Here are three processed images with wavelets. The radius of the sharpening is always 1 pixel, but the amount varies by a factor of three:

     

Although the first image is sharper, more detail is waiting. The second image is getting there, but NOW you can start to see the shadowing. And by the third image, its all over with, the wavelets have created a nice sharp prominence, but the shadowing is unacceptable.

This is the set you start with, three or more images, sharpened by different amounts evenly into Photoshop. We paste the first two images onto the third so form a three layers stack. Here is the layers pallet with the stack:

   This is just the three images above. It doesn't matter what order they are in, as long as they are all from the same starting image. No registration is then required. Change the combine method in the drop down box above for the layers over the background to "LIGHTEN". Then flatten. This will combine all wavelets layers into one image, with the dark shadows from the more strongly filtered images filled in by the less filtered images in the same areas. But because of the fact that the more sharp an image is, the brighter it is, ALL THE DETAIL will be retained in the final stack. The image below is the final result of this stack.

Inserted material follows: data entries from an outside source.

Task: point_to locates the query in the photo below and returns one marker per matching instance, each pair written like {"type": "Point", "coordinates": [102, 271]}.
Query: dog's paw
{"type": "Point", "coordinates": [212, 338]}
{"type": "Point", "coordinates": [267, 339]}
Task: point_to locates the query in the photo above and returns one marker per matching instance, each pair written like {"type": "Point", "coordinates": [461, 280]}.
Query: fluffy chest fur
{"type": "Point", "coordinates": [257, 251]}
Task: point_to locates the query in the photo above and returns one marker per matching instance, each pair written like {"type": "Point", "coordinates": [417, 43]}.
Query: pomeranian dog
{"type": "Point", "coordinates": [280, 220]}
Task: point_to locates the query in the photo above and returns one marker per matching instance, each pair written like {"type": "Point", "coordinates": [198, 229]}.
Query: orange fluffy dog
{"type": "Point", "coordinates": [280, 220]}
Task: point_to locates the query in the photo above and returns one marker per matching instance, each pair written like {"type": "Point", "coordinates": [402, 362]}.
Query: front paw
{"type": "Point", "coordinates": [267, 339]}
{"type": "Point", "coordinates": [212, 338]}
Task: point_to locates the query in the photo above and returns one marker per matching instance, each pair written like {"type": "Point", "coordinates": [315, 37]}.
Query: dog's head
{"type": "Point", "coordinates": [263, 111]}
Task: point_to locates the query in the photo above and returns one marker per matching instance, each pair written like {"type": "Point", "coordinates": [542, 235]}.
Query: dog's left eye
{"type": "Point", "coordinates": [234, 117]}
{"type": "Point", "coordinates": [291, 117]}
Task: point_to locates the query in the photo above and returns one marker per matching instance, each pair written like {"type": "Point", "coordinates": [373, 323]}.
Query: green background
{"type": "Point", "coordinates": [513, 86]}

   We can now apply any noise filtering, colorizations or levels adjusting to suit. I left these images very light so you can see the dark shadows easier! Below is the final prominence limb image, combining six sub frames (18 wavelets images) for creating this background for our disk shot.

Here is the entire limb of the sun processed in the manner described. Sharp and crisp, when the seeing was very poor. And no dark limb artifacts.

After the disk is added, the shot is complete!  

Conclusions

From what I have seen, this shadowing artifact appears quite regularly in amateur moon, planet and solar images. You've seen moon craters that have been over deconvoleved with big dark rings around them, or Saturn's rings with artifact that looks exactly like the Encke gap, but isn't quite in the right spot. Now you can deal with this ugly artifact, and your solar prom shots will sparkle with a brilliance and sharpness like never before.